6.2. SURVEILLANCE CONSEILLEE

6.2.1. VISITE MEDICALE

  • Le dépistage des consommateurs en mésusage doit être, sinon systématique, du moins le plus large possible, ainsi que l’étude du degré de motivation à l’arrêt d'alcoolisation et l'étude de la dépendance avant toute proposition de sevrage.

6.2.2. EXAMENS COMPLEMENTAIRES

  • Un bilan sanguin peut être envisagé pour étudier le retentissement éventuel de la consommation d'alcool, notamment sur la fonction hépatique : gamma GT, transaminases, triglycérides, CDT. Le dosage de la CDT est l'examen le plus spécifique. Toutefois aucun de ces examens ne permet de poser un diagnostic de dépendance et n'est totalement spécifique d'une consommation nocive d'alcool.
  • Des tests de vigilance peuvent être pratiqués notamment chez les personnes travaillant sur des machines dangereuses ou de précision.
  • Test VIH chez des patients ayant des conduites sexuelles à risque favorisées par l'usage à risque d'alcool

6.2.3. VACCINATIONS

  • DTPolio

6.3. SUIVI POST PROFESSIONNEL

  • Selon les risques professionnels

6.4. DOSSIER MEDICAL

  • Pas de durée réglementaire de conservation du dossier médical mais la prescription en matière de responsabilité médicale est de dix ans à compter de la date de consolidation d'un dommage éventuel.
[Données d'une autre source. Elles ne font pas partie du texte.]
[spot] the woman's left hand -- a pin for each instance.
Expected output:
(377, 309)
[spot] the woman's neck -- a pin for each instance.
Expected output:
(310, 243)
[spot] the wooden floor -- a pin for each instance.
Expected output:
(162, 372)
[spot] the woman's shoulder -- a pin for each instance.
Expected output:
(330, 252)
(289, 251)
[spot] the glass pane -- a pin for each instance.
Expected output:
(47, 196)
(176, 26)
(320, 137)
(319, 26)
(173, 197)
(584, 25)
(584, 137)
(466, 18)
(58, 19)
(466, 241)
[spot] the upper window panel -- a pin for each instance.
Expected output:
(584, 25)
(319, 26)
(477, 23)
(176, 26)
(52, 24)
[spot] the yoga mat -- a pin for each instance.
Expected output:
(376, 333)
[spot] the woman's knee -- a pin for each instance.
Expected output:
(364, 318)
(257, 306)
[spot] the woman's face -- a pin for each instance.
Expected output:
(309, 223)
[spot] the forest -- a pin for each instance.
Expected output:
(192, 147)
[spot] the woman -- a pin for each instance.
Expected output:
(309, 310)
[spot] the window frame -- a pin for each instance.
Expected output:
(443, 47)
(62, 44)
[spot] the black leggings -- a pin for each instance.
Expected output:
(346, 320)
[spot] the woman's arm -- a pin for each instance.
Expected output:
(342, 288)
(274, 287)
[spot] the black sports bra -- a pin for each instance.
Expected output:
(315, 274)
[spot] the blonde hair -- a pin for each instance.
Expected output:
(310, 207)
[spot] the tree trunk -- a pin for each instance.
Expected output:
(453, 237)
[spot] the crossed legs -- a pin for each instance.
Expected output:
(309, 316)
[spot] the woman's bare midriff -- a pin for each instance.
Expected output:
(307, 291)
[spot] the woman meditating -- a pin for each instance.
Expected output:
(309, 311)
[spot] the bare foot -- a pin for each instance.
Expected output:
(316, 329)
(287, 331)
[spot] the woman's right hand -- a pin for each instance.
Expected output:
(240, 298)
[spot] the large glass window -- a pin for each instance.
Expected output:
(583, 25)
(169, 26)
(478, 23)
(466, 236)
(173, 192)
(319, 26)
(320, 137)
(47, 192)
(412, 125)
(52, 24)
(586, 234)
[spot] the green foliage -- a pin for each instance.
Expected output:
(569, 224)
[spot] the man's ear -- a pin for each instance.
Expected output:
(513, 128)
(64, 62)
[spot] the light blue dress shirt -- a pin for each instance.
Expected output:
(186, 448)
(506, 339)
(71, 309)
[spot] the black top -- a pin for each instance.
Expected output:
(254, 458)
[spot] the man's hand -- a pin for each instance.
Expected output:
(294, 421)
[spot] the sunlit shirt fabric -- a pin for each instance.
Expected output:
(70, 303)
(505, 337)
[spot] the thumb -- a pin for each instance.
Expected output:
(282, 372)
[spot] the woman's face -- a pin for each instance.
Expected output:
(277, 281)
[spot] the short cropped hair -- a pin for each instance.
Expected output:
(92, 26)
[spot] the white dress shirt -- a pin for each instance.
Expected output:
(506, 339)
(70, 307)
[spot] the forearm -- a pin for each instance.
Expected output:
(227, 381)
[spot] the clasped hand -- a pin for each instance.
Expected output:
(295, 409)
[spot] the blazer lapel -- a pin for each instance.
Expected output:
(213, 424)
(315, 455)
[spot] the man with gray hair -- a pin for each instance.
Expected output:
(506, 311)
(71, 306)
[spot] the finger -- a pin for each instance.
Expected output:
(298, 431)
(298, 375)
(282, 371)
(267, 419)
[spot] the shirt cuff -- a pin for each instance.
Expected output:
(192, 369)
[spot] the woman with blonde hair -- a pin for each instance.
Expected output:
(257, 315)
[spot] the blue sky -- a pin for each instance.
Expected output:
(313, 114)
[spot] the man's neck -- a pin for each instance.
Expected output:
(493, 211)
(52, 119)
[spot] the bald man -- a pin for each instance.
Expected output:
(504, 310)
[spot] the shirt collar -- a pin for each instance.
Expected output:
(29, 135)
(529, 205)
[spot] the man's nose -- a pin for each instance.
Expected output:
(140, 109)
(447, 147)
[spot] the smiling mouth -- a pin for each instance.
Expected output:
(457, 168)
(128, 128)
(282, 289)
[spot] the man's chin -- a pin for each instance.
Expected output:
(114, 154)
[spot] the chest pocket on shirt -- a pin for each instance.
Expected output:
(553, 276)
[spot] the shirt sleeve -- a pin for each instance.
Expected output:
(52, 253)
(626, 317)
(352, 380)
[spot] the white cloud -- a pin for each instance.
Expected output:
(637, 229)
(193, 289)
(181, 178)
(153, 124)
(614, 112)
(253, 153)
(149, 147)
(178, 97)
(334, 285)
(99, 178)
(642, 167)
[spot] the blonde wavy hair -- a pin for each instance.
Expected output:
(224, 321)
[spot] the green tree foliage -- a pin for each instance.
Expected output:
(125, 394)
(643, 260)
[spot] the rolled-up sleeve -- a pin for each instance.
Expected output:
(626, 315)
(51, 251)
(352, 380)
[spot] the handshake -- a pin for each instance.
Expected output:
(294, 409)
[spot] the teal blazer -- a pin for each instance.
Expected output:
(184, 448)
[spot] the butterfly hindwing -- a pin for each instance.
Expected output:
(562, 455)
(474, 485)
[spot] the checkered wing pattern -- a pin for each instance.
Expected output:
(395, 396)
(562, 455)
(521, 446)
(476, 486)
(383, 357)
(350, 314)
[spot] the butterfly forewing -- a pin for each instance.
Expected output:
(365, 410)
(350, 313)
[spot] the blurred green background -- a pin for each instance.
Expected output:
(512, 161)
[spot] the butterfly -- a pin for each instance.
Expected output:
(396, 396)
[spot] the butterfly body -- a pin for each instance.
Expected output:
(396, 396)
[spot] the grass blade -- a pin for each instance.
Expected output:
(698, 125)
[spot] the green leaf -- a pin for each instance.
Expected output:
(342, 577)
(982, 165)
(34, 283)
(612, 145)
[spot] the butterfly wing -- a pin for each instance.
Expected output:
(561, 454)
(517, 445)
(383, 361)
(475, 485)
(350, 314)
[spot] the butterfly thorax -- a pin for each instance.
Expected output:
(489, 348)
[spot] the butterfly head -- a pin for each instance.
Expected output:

7. RISQUES POUR L'ENVIRONNEMENT

7.1. POLLUTIONS

7.2. ACCIDENTS, INCENDIE, EXPLOSION

7.3. AUTRES RISQUES

  • Conduites socialement dangereuses (injures, agressions...) d'autant plus graves que la personne est investie d'une fonction d'autorité
  • Conduite physiquement dangereuse (accident d'inattention, somnolence...) d'autant plus grave que la personne occupe un poste de sécurité

8. ACTIONS PREVENTIVES

8.1. PREVENTION TECHNIQUE COLLECTIVE

8.1.1. MISE EN APPLICATION DE LA LEGISLATION

  • Mise en application de la législation relative à l’alcoolisation sur les lieux de travail dans le règlement intérieur afin de :
    • limiter l’introduction des boissons alcoolisées dans l’entreprise selon les textes officiels du Code du travail
    • interdire l'entrée et la présence de personnes en état d’ébriété sur le lieu de travail
    • permettre aux salariés de se désaltérer en leur proposant gratuitement des boissons non alcoolisées
  • Le non respect de cette législation peut constituer une faute inexcusable de l’employeur et peut engager sa responsabilité pénale.
  • L’application de la législation doit faire l’objet de procédures écrites afin de permettre une réflexion collective et la mise en place de conduites à tenir pratiques et consensuelles. Par exemple en cas de suspicion d’alcoolisation :
    • conduite à tenir par les collègues :
      • informer le salarié de son état de santé incompatible avec un travail de qualité
      • proposer l’interruption de l’activité à négocier avec le supérieur hiérarchique
      • reconduire à domicile avec l’accord de la hiérarchie
    • conduite à tenir par le responsable :
      • refuser l’accès au poste
      • faire reconduire à domicile ou maintenir à l’infirmerie en attendant le dégrisement
      • faire prévenir éventuellement la famille et/ou le médecin traitant
      • faire un bref compte-rendu écrit à conserver dans le dossier
      • au retour au poste procéder à un entretien pour rappeler la loi, proposer une aide médicale, sociale ou professionnelle si nécessaire
      • Il peut être utile de prévoir une visite systématique de médecine du travail à la demande de l'employeur telle que prévue à l'Art R 4624-18 du code du travail pour tout salarié suspecté d'alcoolisation.
  • Le règlement intérieur peut prendre des dispositions plus contraignantes par exemple sur l’interdiction de toutes boissons alcoolisées et/ou sur les conditions de contrôle de l’alcoolémie. Le dépistage de l’alcoolémie ne peut pas être systématique mais il peut être prévu dans le règlement intérieur pour les postes de sécurité c'est à dire ceux dont le comportement de l'individu peut mettre en danger la vie d'autrui.
  • L’alcootest ne peut pas être imposé, sauf par un officier de police judiciaire en cas de crime, de délit ou d’accident de la route. Cependant son refus peut être un motif d’éviction temporaire du poste au titre du principe de précaution.
  • L'alcootest sera fait par l'employeur ou par son représentant, en présence d'un témoin. Quant au résultat de l'alcoolémie, il est couvert par le secret médical.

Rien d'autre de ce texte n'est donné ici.